第23章 笑いのツボは人それぞれ。
葵咲「ちょ、いきなりィィィ!?進行表と全然違うじゃんんんんん!!」
「なんか思ってたより盛り上がってるからさー。最初に一発かましときましょうよ。」
どうやらこのイベント司会者自身も、当初はそんなに盛り上がらないイベントだと思っていたらしい。だが、想像以上の盛り上がりに、更に盛り上げようとイベントの進行内容を勝手に変えてしまったようだ。
葵咲「それ全然進行表の意味ないじゃん!!」
神威「まぁいいんじゃない。」
若干パニック気味の葵咲とは対照的に、至って冷静沈着な神威。いつものニコニコスマイルで宥めるように葵咲の肩に手を置く。
葵咲「良くないってば!!」
そんなグダグダなイベント進行など気にも留めていない観客達は、沸き立った様子のまま手を叩きながら声を上げる。大江戸スカイツリーオープンという、その事だけで皆テンションが上がっている為だ。
「キース!キース!キース!」
観客達の歓声を浴びながら、神威は平然と葵咲に近寄る。
神威「皆こう言ってるし。
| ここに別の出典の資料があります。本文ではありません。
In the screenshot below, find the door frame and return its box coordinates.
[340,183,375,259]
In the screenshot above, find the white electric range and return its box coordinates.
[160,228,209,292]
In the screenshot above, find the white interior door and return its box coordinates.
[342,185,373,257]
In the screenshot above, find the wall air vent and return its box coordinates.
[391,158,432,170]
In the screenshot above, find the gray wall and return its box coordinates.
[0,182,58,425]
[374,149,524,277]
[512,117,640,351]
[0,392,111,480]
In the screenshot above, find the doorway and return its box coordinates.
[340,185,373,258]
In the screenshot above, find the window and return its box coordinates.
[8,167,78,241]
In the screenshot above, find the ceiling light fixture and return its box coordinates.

」
葵咲「えっ、でも…!!」
神威は葵咲の顎に右手をかけ、くいっと顔を上げる。
そして左手を腰に回し、半ば強引に唇を近付けてきた。
葵咲「ちょ・・・・・っ!!」
神威の力は強く、振りほどけそうにない。葵咲はきゅっと目を瞑った。
そしてその様子を客席後方から見ていた土方は狼狽し、目を見張る。咥えていた煙草が口から零れ落ちた。
土方「っ!!!!!」
二人の唇が重なろうとしたその瞬間、ジリリリリと館内の警報が鳴り響いた。
すんでのところで神威は動きを止め、顔を離してきょとんとした表情になる。葵咲も瞑っていた目を開けて辺りを見回した。